Verweigerte Einstweilige Verfügung: Ein Blick auf Erbrecht und Verjährung

In diesem Fall geht es um die Ablehnung eines Antrags auf Erlass einer einstweiligen Verfügung, die im Kontext eines komplexen erbrechtlichen Disputs steht. Die Antragsteller, Erben ihrer Großmutter, strebten die Übertragung des Eigentums an bestimmten Wohnungen an, die ihnen durch ein Testament zugewiesen wurden. Das Hauptproblem liegt in der rechtlichen Auseinandersetzung um die Gültigkeit des Anspruchs aufgrund von Verjährungsvorschriften.

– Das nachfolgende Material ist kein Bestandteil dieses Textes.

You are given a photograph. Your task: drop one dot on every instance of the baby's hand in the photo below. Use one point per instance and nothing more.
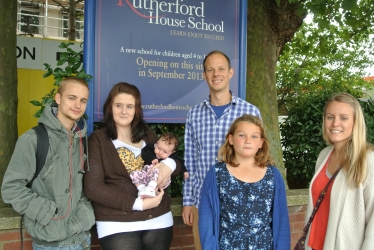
(155, 161)
(185, 175)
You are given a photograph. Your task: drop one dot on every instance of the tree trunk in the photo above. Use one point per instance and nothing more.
(269, 27)
(8, 84)
(72, 20)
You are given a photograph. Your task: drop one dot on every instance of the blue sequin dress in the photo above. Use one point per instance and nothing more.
(246, 211)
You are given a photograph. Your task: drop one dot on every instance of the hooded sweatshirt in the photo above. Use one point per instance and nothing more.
(55, 209)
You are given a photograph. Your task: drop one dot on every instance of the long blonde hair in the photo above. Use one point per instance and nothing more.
(357, 147)
(227, 153)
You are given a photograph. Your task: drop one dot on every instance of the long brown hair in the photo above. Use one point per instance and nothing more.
(227, 152)
(138, 125)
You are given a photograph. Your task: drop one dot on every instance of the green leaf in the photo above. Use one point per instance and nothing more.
(35, 103)
(47, 73)
(68, 70)
(76, 67)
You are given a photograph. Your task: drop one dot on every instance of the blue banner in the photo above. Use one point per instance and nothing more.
(159, 46)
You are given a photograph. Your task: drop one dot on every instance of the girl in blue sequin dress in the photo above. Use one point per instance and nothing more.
(243, 202)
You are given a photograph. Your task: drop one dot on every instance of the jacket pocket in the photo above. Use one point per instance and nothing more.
(54, 231)
(84, 218)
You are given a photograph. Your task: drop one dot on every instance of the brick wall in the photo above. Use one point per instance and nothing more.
(182, 240)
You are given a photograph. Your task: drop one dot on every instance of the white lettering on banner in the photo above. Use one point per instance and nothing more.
(156, 10)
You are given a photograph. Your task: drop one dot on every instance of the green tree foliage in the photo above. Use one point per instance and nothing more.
(271, 24)
(8, 84)
(322, 58)
(316, 60)
(72, 60)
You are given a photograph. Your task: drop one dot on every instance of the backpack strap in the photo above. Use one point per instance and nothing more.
(41, 149)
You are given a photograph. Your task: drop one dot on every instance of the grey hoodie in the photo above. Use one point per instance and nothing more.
(56, 211)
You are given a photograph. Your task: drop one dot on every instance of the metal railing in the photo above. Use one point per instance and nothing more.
(45, 20)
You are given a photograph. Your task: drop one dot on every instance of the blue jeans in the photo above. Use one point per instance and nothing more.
(85, 245)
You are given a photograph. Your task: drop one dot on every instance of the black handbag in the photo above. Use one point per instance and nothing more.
(300, 245)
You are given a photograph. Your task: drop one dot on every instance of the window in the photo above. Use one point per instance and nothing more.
(78, 25)
(29, 22)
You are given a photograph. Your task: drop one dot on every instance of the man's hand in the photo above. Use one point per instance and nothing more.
(187, 215)
(149, 203)
(163, 174)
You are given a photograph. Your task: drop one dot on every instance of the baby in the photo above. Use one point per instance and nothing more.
(163, 150)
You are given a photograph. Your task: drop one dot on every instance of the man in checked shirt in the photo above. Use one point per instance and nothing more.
(206, 127)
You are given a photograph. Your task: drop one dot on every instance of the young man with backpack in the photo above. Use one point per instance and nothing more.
(55, 211)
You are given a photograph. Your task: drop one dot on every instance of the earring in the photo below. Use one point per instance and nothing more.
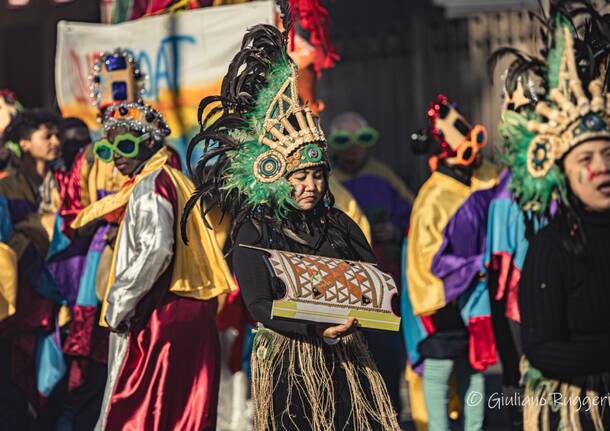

Weiter zum vorliegenden Urteil Az.: 31 O 14506/20    >>>

Erbrechtliche Komplexität und Verjährung

Die Antragsteller beanspruchten das Eigentum an Wohnungen, die ihnen durch das Testament ihrer Großeltern vermacht wurden. Jedoch wurde der Antrag auf eine einstweilige Verfügung abgelehnt, da der Anspruch gegen eine der Verfügungsbeklagten verjährt war. Die Verfügungsbeklagte zu 1) berief sich erfolgreich auf die Verjährung ihres Vermächtnisanspruchs, wodurch die Übertragung des Wohnungseigentums nicht mehr durchsetzbar war.

Gesamthandsgemeinschaft und Verfügungsanspruch

Die Erbengemeinschaft, in der die Verfügungsbeklagte zu 1) Teil war, ist eine Gesamthandsgemeinschaft, und die Gesamthandseigentümer können nur gemeinschaftlich über Einzelgegenstände verfügen. Da der Vermächtnisanspruch gegen die Verfügungsbeklagte zu 1) verjährt ist, konnte keine Einigung über den Eigentumsübergang an die Antragsteller erreicht werden, da eine gemeinschaftliche Mitwirkung aller Erben an der Auflassung des Wohnungseigentums nicht mehr durchsetzbar war.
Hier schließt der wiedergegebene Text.